Today’s liturgy challenges us to seek the Christ who really is,
to get beyond images of our youth and get to know the real Christ,
not Christ as we want him to be.
In these remaining two weeks of Lent,
we’re asked to take some time to ourselves and ask
is there an aspect of Christ we have been avoiding?
Is there a part of Christ’s life and mission that we would rather not see?
There’s another famous painting of Jesus,
one that you probably won’t find in anyone’s house.
It’s disturbing, ugly, and very hard to look at.
It’s called the Isenheim Altarpiece,
and it was painted by Matthias Grunewald around 500 years ago.
It’s made up of four panels, but the main scene is the crucifixion,
and it would be hard to find a more gruesome portrayal of Christ’s death.
In this crucifixion scene,
Grunewald paints Jesus with his hands gnarled and twisted,
facing up as if clawing to pull the spike out of the wood;
and his feet are all twisted together in an almost impossible position.
The body of Jesus is full of wood splinters and thorns.
But maybe the worst thing about the image is the color of Jesus’ flesh.
It’s a sickly green color, covered with spots, like it’s rotting.
It really is a hard painting to look at.
I’m not doing it justice at all, trying to describe it you.
It isn’t a painting that you just look at;
it’s a painting that you experience.
That’s the Jesus that is speaking to us today,
the Jesus of the Isenheim crucifixion.
The suffering servant who prays for us with loud cries and tears.

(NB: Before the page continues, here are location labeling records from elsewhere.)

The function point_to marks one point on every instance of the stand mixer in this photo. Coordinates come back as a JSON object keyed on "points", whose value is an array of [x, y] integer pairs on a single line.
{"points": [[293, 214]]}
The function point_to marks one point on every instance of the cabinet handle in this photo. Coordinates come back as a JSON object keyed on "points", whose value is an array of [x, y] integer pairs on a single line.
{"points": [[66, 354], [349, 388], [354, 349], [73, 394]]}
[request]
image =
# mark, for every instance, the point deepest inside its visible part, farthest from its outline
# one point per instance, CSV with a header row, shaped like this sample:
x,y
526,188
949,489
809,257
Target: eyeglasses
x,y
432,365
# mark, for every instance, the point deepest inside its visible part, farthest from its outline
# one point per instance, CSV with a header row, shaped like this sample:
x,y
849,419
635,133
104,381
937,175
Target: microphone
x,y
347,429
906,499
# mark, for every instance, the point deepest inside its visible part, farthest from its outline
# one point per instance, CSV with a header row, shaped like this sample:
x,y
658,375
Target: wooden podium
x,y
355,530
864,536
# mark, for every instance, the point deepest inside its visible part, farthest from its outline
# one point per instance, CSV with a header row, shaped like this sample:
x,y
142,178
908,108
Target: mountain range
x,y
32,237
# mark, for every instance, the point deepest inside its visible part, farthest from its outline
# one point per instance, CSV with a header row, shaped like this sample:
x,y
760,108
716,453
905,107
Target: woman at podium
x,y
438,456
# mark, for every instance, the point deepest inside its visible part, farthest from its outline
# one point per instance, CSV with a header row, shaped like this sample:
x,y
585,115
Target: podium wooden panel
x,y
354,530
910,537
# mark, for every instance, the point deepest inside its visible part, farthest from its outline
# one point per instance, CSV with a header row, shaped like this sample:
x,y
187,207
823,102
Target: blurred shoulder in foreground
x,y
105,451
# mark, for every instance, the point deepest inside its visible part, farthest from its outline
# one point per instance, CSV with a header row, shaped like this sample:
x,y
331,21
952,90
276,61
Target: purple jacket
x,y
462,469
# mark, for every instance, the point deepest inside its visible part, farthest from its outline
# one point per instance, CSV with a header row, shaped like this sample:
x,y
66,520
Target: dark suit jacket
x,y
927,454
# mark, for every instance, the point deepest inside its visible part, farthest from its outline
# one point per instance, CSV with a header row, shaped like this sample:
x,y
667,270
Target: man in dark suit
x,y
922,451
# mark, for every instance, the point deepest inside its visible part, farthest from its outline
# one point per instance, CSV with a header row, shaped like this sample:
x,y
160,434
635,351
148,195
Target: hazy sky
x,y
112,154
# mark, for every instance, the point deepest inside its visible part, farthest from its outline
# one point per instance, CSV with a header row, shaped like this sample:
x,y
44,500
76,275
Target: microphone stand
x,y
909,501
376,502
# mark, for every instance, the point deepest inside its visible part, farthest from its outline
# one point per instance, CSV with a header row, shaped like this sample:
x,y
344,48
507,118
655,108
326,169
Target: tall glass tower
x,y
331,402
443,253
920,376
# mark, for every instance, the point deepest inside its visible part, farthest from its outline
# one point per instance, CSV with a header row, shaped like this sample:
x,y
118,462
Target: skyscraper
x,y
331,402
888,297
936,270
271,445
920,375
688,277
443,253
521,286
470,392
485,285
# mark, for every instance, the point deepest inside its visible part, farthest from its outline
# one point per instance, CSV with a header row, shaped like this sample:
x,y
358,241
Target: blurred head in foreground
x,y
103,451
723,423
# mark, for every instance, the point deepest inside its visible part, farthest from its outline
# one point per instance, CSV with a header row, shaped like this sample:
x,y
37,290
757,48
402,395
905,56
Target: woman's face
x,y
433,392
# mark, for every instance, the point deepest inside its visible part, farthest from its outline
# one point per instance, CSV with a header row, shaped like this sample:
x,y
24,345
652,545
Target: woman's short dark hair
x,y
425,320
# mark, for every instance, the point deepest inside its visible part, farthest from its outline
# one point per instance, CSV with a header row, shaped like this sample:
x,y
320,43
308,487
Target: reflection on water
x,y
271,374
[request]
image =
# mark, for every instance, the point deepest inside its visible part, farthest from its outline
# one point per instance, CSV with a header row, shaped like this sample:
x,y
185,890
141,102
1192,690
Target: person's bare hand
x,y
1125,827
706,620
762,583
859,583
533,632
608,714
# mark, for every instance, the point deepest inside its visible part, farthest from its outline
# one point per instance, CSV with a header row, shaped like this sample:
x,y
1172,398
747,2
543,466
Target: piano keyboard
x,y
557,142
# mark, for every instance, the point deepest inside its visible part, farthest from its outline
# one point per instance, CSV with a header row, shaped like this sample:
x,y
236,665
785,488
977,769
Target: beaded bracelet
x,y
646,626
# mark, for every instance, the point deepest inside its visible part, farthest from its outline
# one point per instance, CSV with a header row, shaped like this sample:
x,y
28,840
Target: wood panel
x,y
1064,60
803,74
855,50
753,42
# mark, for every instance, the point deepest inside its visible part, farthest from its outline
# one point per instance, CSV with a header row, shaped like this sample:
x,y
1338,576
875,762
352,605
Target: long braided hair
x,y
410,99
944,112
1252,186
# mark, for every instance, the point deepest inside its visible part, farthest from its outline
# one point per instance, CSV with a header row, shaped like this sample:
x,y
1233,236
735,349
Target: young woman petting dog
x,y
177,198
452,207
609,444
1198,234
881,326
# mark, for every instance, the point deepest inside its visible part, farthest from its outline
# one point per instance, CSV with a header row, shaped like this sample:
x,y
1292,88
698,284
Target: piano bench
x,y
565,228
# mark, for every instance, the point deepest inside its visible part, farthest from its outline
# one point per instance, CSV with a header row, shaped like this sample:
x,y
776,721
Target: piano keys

When we imagine Jesus, when we think of Jesus,
are we imagining who we want Jesus to be,
or are we willing to discover who Jesus really is?
It’s essential for us to really know Jesus
so that we can be his disciples.
“Whoever serves me must follow me,” Jesus says,
“and where I am, there also will my servant be.”
We are called to be that grain of wheat that falls to the ground and dies.
And when we look at a painting like the Grunewald Crucifixion,
when we see that disturbing scene of Jesus on the cross,
we get a better understanding of what it takes to be a follower of Jesus.
Maybe that frightens us.
Maybe we’d rather just look at the Jesus who knocks at the door,
who carries the lamb on his shoulders,
the Jesus of our childhood images.
But we don’t need to be afraid of what we’ll find
when we approach the real Jesus,
even if what we see is the Isenheim Altarpiece.
Because with Jesus, there’s always more than what meets the eye.
With Jesus there’s always hope in the midst of horrible suffering.
You see, what’s even more unusual about the Isenheim Altarpiece
is that it wasn’t painted to hang in a museum.
It was painted for the front of the altar in a monastery church,
the Monastery of St. Anthony in Isenheim, Germany.
That’s one of the things that makes this painting so famous.
It was used in a church.
Can you imagine coming to Mass here
and seeing this disturbing crucifixion scene in front of us
week after week?
Why would Grunewald paint such a horrific picture for a church?
It seems sadistic, perhaps.
But with Christ, suffering never has the last word.
Historians tell us that the monks of the Monastery of St. Anthony
specialized in hospital work,
especially for patients suffering from ergotism,
or what came to be known as “St. Anthony’s Fire.”
Ergotism was a horrible condition that occurred
when people ate grains or cereals that contained a certain fungus,
and it was almost like a plague during the Middle Ages.
It caused the skin to rot and shed,
and patients often had to have their limbs amputated.
People came to the Monastery of St. Anthony to be treated for ergotism,
and while they were there, they would go to Mass.
Grunewald painted his crucifixion scene for them.
The crucified Jesus of the Isenheim Altarpiece
has the symptoms of ergotism.
When the patients of the monastery came to Mass
they saw a God who suffered with them.
Where we see horror, they saw hope.
They saw a God who loves them.
And if God can take on that kind of suffering
and transform it into resurrection,
then our suffering can be transformed into resurrection.
That is the hope of Easter.
The challenge of today’s liturgy in these closing days of Lent
is to move beyond the images of Jesus
we’ve carried with us since childhood
and see the real Jesus;
to meet the Jesus we have been avoiding,
the Jesus we haven’t been seeing,
even if the sight is disturbing,
so that we, too can see in him the hope of Easter.